Ballard a qualifié ces affirmations non seulement de sans fondement mais d’ignorance des faits.
« Je pense aux enfants qui sont vraiment représentés dans ce film. Je sais ce qui leur est arrivé. Ces enfants ont fait l’objet de vidéos de viol d’enfants. Ces enfants étaient vendus pour le sexe. Au total, vous voyez plus de 120 enfants sont sauvés .
« C’est embarrassant et franchement grotesque pour ce type qui ne sait rien de commencer à jeter des termes comme QAnon et à le relier à une histoire réelle », a-t-il dit, ajoutant que de telles réponses lui font se demander s’il y a un autre programme, car pourquoi faire ça ? «
Lors d’une apparition sur « Relatable » avec Allie Beth Stuckey, Ballard a déclaré que les journalistes étaient en grande partie incapables de dire ce qu’est réellement QAnon.
« Je ne sais même pas si l’un d’entre nous peut définir avec précision ce qu’est QAnon », a-t-il déclaré.
Pendant ce temps, a fait valoir Ballard, les médias semblent moins désireux de rendre compte du commerce mondial de la traite des êtres humains estimé à 150 milliards de dollars.
Lorsqu’on lui a demandé pourquoi un vérificateur des faits du Washington Post n’était pas en mesure de corroborer l’affirmation de Ballard selon laquelle 10 000 enfants sont introduits clandestinement aux États-Unis chaque année, Ballard a répondu: « Vous vous moquez de moi? »

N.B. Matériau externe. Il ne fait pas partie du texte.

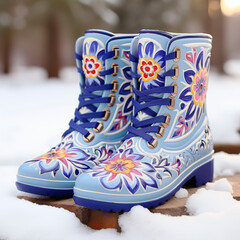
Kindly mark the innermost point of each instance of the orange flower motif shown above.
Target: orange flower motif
(54, 155)
(123, 166)
(148, 69)
(91, 66)
(199, 86)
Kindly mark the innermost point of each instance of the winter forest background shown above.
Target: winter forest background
(39, 91)
(43, 32)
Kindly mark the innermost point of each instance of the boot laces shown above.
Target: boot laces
(86, 109)
(145, 99)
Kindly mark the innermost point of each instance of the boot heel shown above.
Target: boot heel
(203, 174)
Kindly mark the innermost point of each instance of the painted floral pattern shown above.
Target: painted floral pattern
(120, 121)
(132, 170)
(69, 159)
(91, 66)
(148, 69)
(151, 64)
(194, 93)
(199, 86)
(181, 127)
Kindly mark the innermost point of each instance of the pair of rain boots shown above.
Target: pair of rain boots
(148, 91)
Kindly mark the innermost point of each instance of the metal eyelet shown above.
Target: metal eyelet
(116, 51)
(107, 114)
(172, 106)
(175, 89)
(161, 131)
(89, 138)
(115, 86)
(112, 100)
(176, 72)
(178, 54)
(99, 127)
(153, 144)
(167, 120)
(115, 69)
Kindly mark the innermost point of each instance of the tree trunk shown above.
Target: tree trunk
(52, 55)
(6, 40)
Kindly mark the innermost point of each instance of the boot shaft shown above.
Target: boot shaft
(102, 58)
(188, 56)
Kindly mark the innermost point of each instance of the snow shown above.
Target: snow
(35, 112)
(213, 214)
(223, 109)
(220, 185)
(205, 201)
(225, 164)
(181, 193)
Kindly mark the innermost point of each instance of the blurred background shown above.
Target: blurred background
(38, 81)
(42, 32)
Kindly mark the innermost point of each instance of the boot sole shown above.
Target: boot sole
(49, 192)
(198, 177)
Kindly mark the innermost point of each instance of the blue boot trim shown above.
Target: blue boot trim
(199, 177)
(63, 193)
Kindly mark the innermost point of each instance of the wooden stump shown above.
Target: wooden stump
(97, 219)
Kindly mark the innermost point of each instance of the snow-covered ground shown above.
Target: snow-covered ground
(35, 112)
(214, 214)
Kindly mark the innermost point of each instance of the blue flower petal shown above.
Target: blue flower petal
(148, 181)
(67, 174)
(44, 168)
(132, 186)
(185, 95)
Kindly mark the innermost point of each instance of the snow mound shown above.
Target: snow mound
(220, 185)
(226, 164)
(141, 224)
(181, 193)
(204, 201)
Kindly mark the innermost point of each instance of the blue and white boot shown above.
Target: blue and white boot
(101, 118)
(169, 141)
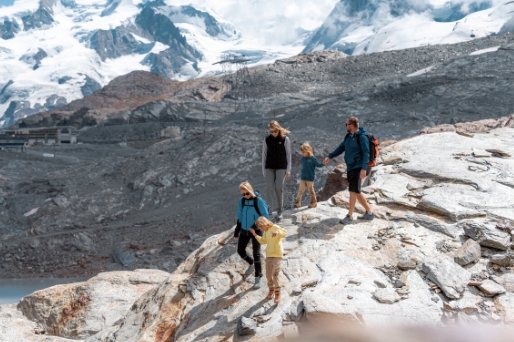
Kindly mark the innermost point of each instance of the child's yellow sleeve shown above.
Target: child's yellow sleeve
(261, 239)
(281, 232)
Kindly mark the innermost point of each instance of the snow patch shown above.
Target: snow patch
(479, 52)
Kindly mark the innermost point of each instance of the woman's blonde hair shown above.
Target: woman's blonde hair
(248, 187)
(281, 130)
(307, 148)
(263, 222)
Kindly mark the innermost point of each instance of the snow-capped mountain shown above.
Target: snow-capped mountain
(55, 51)
(357, 26)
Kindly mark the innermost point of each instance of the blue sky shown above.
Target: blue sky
(6, 2)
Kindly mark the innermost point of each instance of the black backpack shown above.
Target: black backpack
(256, 207)
(373, 148)
(255, 204)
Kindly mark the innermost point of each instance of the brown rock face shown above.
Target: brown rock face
(126, 92)
(336, 181)
(480, 126)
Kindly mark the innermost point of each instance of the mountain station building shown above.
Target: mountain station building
(38, 136)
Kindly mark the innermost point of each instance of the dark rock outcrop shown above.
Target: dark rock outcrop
(8, 29)
(158, 27)
(35, 58)
(90, 86)
(114, 43)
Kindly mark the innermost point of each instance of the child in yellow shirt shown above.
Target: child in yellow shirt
(272, 238)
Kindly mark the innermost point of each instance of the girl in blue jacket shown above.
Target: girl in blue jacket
(249, 208)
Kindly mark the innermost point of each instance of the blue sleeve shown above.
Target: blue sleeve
(364, 150)
(239, 211)
(316, 162)
(337, 151)
(263, 208)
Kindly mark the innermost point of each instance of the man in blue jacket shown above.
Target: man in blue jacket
(356, 156)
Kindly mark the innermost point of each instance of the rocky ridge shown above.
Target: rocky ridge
(427, 86)
(438, 253)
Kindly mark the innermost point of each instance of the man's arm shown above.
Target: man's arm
(338, 151)
(287, 145)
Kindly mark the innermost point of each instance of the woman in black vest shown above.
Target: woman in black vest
(276, 164)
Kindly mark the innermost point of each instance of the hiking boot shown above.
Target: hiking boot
(347, 220)
(366, 216)
(279, 215)
(271, 293)
(249, 270)
(257, 284)
(277, 296)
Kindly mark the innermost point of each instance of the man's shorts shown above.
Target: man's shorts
(354, 180)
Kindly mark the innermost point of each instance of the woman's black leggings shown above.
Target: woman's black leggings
(243, 240)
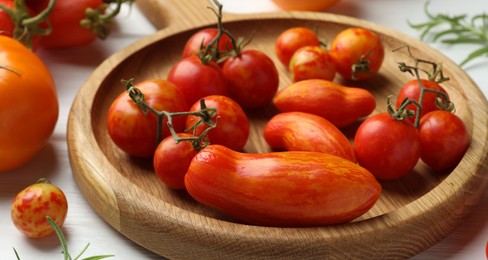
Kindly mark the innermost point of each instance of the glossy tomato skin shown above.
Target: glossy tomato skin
(135, 132)
(282, 188)
(33, 204)
(204, 37)
(312, 62)
(387, 147)
(350, 45)
(298, 131)
(232, 128)
(171, 160)
(197, 80)
(339, 104)
(252, 78)
(292, 39)
(444, 140)
(28, 104)
(411, 90)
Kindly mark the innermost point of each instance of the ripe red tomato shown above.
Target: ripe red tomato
(252, 78)
(312, 62)
(28, 104)
(203, 38)
(444, 139)
(167, 153)
(293, 39)
(197, 80)
(33, 204)
(135, 132)
(411, 90)
(387, 147)
(232, 128)
(357, 53)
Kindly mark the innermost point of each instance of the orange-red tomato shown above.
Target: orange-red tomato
(340, 105)
(32, 205)
(28, 104)
(298, 131)
(282, 188)
(305, 5)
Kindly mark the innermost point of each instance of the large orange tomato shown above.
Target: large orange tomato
(28, 104)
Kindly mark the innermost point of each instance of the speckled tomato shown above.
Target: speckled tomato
(32, 205)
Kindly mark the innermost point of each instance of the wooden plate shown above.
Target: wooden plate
(412, 214)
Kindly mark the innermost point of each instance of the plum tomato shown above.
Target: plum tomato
(444, 140)
(312, 62)
(252, 78)
(134, 131)
(202, 38)
(387, 147)
(167, 153)
(357, 53)
(197, 80)
(232, 128)
(292, 39)
(411, 90)
(33, 204)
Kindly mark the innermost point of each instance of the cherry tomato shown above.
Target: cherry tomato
(444, 139)
(32, 205)
(297, 131)
(172, 159)
(339, 104)
(28, 104)
(305, 5)
(357, 53)
(387, 147)
(293, 39)
(312, 62)
(197, 80)
(203, 38)
(232, 128)
(133, 131)
(252, 78)
(411, 90)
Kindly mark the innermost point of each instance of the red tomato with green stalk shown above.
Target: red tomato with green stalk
(33, 204)
(293, 188)
(357, 53)
(312, 62)
(292, 39)
(28, 104)
(232, 129)
(388, 147)
(444, 140)
(135, 131)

« Écoutez, les États-Unis, nous sommes le premier consommateur de vidéos de viol d’enfants dans le monde, d’accord, alors c’est ce que j’appelle ça l' »économie de la pédophilie » », a-t-il répondu. « Et maintenant, au cours des deux dernières années seulement, 85 000 mineurs non accompagnés se présentent à notre frontière sud. »
Il a expliqué que, selon les statistiques de la US Customs and Border Patrol, lorsque ces jeunes enfants – souvent âgés de moins de 3 ou 4 ans – se présentent à la frontière non accompagnés d’un adulte, le ministère de la Santé et des Services sociaux est tenu pour contacter leur parrain. Cette personne serait alors tenue de venir à la frontière et de récupérer physiquement l’enfant.
Plus maintenant, dit Ballard.
« Maintenant, l’argent de nos contribuables met ces enfants dans des bus et des avions et les envoie dans ce qui, je pense, est probablement la dernière étape d’une expérience de traite d’enfants », a-t-il déclaré.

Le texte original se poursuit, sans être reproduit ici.